LEWIS: Nothing in there about shorts. I'm glad that you brought that up, the featuring of Adichie on her latest album because there are a lot of feminists I know, self-proclaimed professional and personal, who didn't even know who Adichie was. And were it not for 32-year-old so-called vapid Beyonce, a lot of people still wouldn't.
And I think that it's - I hesitate to throw the baby out with the bathwater. I've been studying feminist theory for over 10 years. Beyonce is new to this. So I kind of look at her as some of my undergraduate students. She's learning. She's making her way. She's reading.

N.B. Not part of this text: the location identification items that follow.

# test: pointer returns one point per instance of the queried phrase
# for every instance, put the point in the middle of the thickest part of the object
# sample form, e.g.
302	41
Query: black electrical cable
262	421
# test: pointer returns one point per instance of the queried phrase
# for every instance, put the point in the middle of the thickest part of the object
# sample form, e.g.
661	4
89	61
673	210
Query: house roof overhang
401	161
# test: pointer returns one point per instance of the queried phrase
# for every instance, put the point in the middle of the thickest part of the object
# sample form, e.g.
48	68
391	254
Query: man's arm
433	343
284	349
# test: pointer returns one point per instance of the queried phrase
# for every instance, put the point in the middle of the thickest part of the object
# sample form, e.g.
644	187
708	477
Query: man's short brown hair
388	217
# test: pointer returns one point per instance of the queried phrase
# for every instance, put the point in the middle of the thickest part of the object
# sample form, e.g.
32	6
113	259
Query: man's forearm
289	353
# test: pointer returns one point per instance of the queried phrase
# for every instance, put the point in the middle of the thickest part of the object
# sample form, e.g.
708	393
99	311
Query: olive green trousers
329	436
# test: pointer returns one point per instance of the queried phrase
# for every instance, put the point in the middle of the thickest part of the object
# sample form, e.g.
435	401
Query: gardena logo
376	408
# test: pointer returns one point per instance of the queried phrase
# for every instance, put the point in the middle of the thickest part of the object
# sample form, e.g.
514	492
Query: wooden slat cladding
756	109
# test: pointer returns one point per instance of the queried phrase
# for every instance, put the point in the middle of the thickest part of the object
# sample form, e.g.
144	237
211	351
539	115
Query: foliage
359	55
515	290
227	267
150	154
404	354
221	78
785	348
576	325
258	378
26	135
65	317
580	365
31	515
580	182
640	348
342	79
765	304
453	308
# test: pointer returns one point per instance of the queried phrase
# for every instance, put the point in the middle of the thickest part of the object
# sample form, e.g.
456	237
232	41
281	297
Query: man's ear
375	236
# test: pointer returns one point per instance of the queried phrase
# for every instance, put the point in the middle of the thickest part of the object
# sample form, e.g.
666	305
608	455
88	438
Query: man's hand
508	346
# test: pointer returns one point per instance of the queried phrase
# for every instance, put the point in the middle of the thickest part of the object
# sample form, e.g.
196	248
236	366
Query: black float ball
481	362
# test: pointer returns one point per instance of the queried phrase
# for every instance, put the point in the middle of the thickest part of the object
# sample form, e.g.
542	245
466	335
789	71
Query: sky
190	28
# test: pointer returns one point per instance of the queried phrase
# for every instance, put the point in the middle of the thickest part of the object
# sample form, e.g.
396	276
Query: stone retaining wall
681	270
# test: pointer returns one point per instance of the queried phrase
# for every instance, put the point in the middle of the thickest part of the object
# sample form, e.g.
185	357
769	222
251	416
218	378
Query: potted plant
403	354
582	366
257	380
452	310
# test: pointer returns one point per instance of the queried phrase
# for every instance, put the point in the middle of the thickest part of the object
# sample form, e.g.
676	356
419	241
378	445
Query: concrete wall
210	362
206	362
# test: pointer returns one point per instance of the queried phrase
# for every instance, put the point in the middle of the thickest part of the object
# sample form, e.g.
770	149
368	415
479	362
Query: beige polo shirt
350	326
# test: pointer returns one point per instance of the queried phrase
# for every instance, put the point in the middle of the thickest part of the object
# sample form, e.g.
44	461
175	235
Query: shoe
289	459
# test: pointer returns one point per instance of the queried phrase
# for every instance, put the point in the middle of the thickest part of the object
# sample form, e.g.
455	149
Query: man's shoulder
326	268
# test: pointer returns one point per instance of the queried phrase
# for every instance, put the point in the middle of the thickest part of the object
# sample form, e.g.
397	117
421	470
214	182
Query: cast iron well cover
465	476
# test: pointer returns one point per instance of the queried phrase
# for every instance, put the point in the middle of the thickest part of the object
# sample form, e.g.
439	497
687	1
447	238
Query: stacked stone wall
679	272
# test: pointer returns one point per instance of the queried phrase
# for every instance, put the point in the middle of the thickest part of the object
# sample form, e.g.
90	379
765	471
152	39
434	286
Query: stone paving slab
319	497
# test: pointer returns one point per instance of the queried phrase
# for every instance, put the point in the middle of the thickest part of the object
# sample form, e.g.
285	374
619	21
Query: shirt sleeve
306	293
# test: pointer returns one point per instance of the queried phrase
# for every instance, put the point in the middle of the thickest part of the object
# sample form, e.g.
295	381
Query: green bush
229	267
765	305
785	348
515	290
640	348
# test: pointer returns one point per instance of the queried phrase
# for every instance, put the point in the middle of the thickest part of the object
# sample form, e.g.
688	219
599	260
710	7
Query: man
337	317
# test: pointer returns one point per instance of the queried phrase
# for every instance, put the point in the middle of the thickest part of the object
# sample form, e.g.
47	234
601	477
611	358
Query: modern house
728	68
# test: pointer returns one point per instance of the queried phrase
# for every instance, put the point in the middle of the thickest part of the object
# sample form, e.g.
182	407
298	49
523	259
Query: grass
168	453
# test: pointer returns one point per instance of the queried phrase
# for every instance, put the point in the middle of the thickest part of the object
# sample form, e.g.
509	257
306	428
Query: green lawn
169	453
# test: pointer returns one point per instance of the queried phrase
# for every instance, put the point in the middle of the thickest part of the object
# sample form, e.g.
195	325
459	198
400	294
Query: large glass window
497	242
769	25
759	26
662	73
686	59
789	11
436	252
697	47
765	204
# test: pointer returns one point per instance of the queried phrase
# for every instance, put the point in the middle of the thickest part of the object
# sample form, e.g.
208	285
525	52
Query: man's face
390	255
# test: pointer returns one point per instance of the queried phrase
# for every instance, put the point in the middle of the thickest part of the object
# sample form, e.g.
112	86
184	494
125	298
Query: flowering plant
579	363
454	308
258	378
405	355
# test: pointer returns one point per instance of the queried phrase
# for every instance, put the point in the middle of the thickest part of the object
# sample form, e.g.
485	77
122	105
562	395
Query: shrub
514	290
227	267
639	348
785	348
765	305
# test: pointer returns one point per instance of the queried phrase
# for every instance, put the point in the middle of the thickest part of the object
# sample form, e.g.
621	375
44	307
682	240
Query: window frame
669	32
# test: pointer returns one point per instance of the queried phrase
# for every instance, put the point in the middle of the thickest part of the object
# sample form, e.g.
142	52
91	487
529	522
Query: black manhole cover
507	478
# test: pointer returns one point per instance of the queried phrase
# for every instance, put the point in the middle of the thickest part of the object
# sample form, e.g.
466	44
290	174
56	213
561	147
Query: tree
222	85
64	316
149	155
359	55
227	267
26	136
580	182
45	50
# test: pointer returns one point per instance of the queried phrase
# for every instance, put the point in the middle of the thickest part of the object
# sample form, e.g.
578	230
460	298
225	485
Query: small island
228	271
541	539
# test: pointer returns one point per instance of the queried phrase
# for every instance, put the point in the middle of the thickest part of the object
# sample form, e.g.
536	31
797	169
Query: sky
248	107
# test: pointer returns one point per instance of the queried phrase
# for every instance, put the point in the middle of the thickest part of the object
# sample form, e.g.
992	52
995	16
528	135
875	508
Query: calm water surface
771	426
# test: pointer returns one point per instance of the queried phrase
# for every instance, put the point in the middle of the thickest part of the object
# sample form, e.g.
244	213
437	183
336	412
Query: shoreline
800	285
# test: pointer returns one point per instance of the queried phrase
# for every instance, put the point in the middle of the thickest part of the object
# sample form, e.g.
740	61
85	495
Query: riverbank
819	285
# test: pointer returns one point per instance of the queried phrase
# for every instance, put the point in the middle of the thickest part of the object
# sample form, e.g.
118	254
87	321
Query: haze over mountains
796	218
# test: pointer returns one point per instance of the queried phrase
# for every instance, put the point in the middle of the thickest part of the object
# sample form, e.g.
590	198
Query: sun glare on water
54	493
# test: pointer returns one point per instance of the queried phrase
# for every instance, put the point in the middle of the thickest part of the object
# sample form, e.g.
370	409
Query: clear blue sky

You know, she's trying to figure out what feminism has meant for a lot of people, and now it seems, at least to me, that she's trying to figure it out for herself.
So I think it's really fallacious that she's even occupying this much space in conversations about a theory that's been in existence for over 200 years. You know, if I'm talking black feminism, I'm talking Patricia Hill Collins, Bell Hooks, Audrey Lorde, Barbara Smith, Barbara Christian. But I think if Bill O'Reilly wants to talk about black feminism and black women, he should call, you know, Brittney Cooper, tune in to Melissa Harris-Perry.
If you're looking to Beyonce for your feminism, that would be - that's irresponsible. You know, she's young. She's learning. And, you know, Bell Hooks wrote a - I read a transcript, I think it was a conversation that she had with Kevin Powell. And she had a scathing critique of Beyonce, and Bell Hooks is one of our black feminist foremothers that will ever remain so.
So I think even within our communities as black feminists, there is some tension. You know, there is debate.
YOUNG: What was her critique?
LEWIS: What she was doing was commenting on the problematics of Beyonce's sexuality, So exactly what - not exactly at all but in the same conversation that your co-worker was having about what Beyonce's cover of Time meant, you know, what is the message.
YOUNG: What am I suppose to make of this? Right.
LEWIS: Right, what are we supposed - you know, and people had the same reaction - a similar reaction when Michelle Obama said if she could be any woman in the world, it would be Beyonce. People thought that was really irresponsible. And I think there's something to be said about that. I just want to try to keep it messy and keep it complex because that's what it is.
You know, Beyonce is neither, you know, totally right or totally wrong, and neither is Bell Hooks, and I love her to death.
YOUNG: Well, there you go. Heidi Lewis, assistant professor of feminist and gender studies at Colorado College, thank you so much.
LEWIS: You, too. Thank you so much, Robin.
YOUNG: You are listening to HERE AND NOW.